Recently a news article listed Nine California cities running out of water. Most of them are in the central valley where it is especially bad. To emphasis how disconnected the State's RHNA process to the water challenges that cities face, I've provided is a list of those nine cities along with the number of units each city's is allocated to provide for and a rough estimate1 on how much water will be needed to support those units should they be built out.
On one hand each of theses cities are confronted with a huge water deficit resulting in an unreliable water supply and on the other hand the State is pushing them to increase housing in places where its no longer practical. Literally RHNA is running cities out of water. The housing allocations are running up water demand to the point where cities have insufficient supplies.
Between the 2006/2013 and 2014/2021 RHNA allocations, the City of Los Angeles has had to identify properties that could be developed for 194,000 units.
In the most recent Water Board Water Conservation Report, LADWP has been revising population figures presumably to keep the Residential-GPCD level from getting out of control. They are now projecting monthly population growth and using each months figures to calculate residential water use. The screen shot from the report shows the city has projected that it has grown by 55,089 residents while the water supply has dropped.
RHNA forces cities to identify properties that are suitable for development for the number of units they are allocated for. Despite the 7 year long water deficit the city has been fighting, the increasing population numbers that the LADWP is providing is a result of the California's RHNA requirement. If a developer want to build on a property identified in the Housing Element (a RHNA requirement), the city can't say no.
Now that we find that the City of Los Angeles routinely props up its water portfolio using 'paper water' so where do we find it? We first find evidence of the city's reliance on paper water in the groundwater projections cited in each of the Urban Water Management Plans between 1985 and 2005.
The chart at the right plots the gap between the actual groundwater supply the city had access to and the anticipated supplies that each UWMP projected. The gap between the two is the paper water that would be used to as evidence that medium and high density projects going through the planning process would have sufficient water when in fact they didn’t.
The city routinely projected supplies that ranged from 103,000 AF to 155,000 AF during that period. Including a brief period between 1997 and 2000 of exceptionally high pumping, the actual amount of well water produced by the city was 33% below expectations. Far below the city's expectations and glossy presentations that suggested that growing groundwater supply would help the city meet its needs and allow its growth ambitions.

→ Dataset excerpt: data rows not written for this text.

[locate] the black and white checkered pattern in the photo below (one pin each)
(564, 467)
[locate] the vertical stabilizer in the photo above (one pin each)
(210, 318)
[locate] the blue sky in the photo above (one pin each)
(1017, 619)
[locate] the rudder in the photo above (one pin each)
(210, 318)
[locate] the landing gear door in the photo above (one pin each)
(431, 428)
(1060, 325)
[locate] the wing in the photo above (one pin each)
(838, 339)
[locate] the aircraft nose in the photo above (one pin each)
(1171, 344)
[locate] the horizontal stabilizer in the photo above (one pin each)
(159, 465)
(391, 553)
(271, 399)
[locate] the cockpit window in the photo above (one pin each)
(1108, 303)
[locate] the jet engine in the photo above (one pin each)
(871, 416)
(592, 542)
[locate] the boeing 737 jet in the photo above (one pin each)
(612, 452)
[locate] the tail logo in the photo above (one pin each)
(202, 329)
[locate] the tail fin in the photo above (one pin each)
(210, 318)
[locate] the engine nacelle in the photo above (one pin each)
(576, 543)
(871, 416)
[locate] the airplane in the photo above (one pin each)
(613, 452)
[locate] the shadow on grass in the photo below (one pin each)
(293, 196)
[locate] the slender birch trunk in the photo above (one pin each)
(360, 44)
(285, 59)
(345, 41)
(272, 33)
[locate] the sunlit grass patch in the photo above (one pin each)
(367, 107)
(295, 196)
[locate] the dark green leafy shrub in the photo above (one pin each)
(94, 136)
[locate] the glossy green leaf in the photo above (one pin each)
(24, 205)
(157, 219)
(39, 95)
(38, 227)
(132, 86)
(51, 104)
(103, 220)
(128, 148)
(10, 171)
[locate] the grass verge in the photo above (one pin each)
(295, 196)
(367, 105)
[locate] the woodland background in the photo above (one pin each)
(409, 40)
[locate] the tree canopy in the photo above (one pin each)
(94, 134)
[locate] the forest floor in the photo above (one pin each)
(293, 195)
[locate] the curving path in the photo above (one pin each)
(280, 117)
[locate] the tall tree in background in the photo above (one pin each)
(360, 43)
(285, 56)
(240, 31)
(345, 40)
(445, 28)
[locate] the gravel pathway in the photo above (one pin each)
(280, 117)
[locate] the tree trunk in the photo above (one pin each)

Despite the city's average of just 71,000 AF since 2001, the city's current 2010 water plan continues propping up it's paper water inventory citing that it should an average of 107,426 af/y in available groundwater supplies between the years 2020 and 2035.
Between 2000 and 2014 the city's groundwater supply would remain flat at 71,059 af/y which is far below any of the past UWMP projections that ranged from 103,000 af/y to as high as 152,000 af/y.
This gap between 'projected or anticipated supply' and 'actual supply' is an unfortunate characteristic of the city's water supply. It's a promise spanning 5 water plans and 25 years that was used to mischaracterize the city's supply to approve high density development.
The City's failure to meet groundwater projections stems primarily from the fact that it is just storage. The City of Los Angeles Stormwater Program reports that the city captures just 27,000 AF of water to recharge the underground storage. The reason for this can be found in Upper Los Angeles River Area Watermaster reports which state that "The continued growth of residential, commercial, and industrial developments has required that more water be imported to supplement the local groundwater supplies in ULARA over time. Imported supplies to ULARA are from the Los Angeles Aqueduct and from MWD".
Because of the extent of development in the valley, much of today's potential groundwater supply is simply channeled into storm drains and down the LA River. Secondly, ULARA reports that many of the San Fernando Valleys groundwater pumps have been taken out of service due to groundwater contamination.